L’Agenzia conferma che l’IVA è detraibile scorporandola dai versamenti di payback, da calcolare in modo analitico per ciascun anno e per ciascuna Regione/Provincia autonoma, tenendo conto delle diverse aliquote applicate alle forniture (4%, 5%, 10%, 22%).
Operativamente, l’Agenzia indica un percorso in quattro passaggi: individuare il fatturato per aliquota verso ciascuna Regione, calcolare la percentuale di fatturato per ogni aliquota, applicare tali percentuali alla quota di payback dovuta, quindi scorporare l’IVA dalle singole porzioni di payback così determinate.
Per recuperare l’imposta, le imprese devono emettere una nota di variazione interna – non transitante dallo SdI – che richiami i provvedimenti regionali/provinciali da cui nasce l’obbligo di ripiano e riporti imponibile e IVA distinti per aliquota, nonché i progressivi delle fatture rettificate. La nota va registrata in un apposito sezionale vendite e confluisce nella liquidazione periodica (rigo VP4 con segno negativo) e nel quadro VE25 della dichiarazione IVA.

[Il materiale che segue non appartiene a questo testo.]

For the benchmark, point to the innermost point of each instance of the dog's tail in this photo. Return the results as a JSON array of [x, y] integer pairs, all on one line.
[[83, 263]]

Il diritto alla detrazione sorge al momento del versamento del payback e può essere esercitato, tramite emissione e registrazione della nota di variazione, entro il termine di presentazione della dichiarazione IVA relativa all’anno in cui il versamento è stato effettuato (per i pagamenti 2025, dunque, entro il 30 aprile 2026).
Il caso di specie
L’istanza è stata presentata da un’associazione di imprese fornitrici di dispositivi medici che hanno aderito alla definizione prevista dall’art. 7 DL 95/2025, versando entro il 9 settembre 2025 il 25% degli importi originariamente dovuti a titolo di payback per il quadriennio 2015‑2018, con estinzione dell’obbligazione e rinuncia alle azioni giudiziarie.

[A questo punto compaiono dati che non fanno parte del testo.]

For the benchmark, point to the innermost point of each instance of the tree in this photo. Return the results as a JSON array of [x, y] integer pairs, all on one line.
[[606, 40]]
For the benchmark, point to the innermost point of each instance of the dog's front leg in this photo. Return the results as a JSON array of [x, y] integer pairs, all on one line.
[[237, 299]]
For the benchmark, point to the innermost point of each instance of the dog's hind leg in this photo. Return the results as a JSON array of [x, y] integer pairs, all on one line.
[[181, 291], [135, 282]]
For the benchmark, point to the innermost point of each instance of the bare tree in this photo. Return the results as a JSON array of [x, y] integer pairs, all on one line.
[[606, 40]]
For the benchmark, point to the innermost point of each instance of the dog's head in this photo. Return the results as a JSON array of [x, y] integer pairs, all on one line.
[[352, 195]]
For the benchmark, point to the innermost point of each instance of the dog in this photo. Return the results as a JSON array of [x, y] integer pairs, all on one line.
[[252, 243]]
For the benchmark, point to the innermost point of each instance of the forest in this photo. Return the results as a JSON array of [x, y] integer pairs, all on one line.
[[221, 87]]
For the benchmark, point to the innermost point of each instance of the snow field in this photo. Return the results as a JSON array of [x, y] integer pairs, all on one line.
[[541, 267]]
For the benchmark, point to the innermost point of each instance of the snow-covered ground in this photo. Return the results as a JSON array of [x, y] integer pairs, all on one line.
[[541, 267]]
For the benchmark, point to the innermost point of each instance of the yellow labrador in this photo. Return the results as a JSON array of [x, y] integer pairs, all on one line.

Molte Regioni, però, si sono limitate a comunicare gli importi di payback al lordo dell’IVA, senza fornire il dettaglio dell’imposta per aliquota, nonostante l’obbligo introdotto dall’art. 9 c. 1‑bis DL 34/2023. Le imprese si sono quindi trovate a dover ricostruire autonomamente la quota di IVA da detrarre, in presenza di forniture assoggettate a più aliquote.
Quadro normativo di riferimento
Si ricorda che il meccanismo del payback dispositivi medici nasce con l’art. 9‑ter DL 78/2015, che pone a carico delle aziende fornitrici una quota del superamento del tetto di spesa regionale, calcolata sul fatturato “al lordo dell’IVA” e definita con provvedimenti regionali successivi al decreto ministeriale di certificazione degli sforamenti.

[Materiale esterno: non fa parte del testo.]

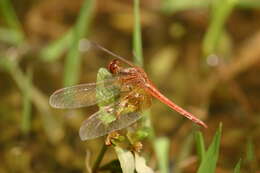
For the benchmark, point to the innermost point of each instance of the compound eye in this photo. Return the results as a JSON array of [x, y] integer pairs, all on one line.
[[114, 66]]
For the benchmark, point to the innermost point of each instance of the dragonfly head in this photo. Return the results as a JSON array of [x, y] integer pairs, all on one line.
[[114, 66]]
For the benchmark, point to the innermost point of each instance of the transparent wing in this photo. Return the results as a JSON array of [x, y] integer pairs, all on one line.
[[84, 94], [96, 126]]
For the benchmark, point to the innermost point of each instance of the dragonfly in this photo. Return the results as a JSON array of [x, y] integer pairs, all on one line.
[[132, 93]]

L’art. 9 DL 34/2023 ha riconosciuto espressamente la possibilità di detrarre l’IVA compresa nel payback, interpretando in tal senso i c. 2 e 5 dell’art. 26 DPR 633/72 e prevedendo che le Regioni comunichino alle aziende l’ammontare dell’IVA, calcolato sulle fatture emesse e tenendo conto delle diverse aliquote.
Successivamente, l’art. 7 DL 95/2025 ha ridotto al 25% la quota di ripiano dovuta per il quadriennio 2015‑2018, fissando un termine breve per il versamento e collegando a tale pagamento l’estinzione definitiva dell’obbligo.
La risposta n. 7/2026 in commento si inserisce in questo quadro, fornendo alle imprese i passaggi operativi per ricostruire correttamente l’IVA detraibile e per documentare in modo conforme il recupero dell’imposta.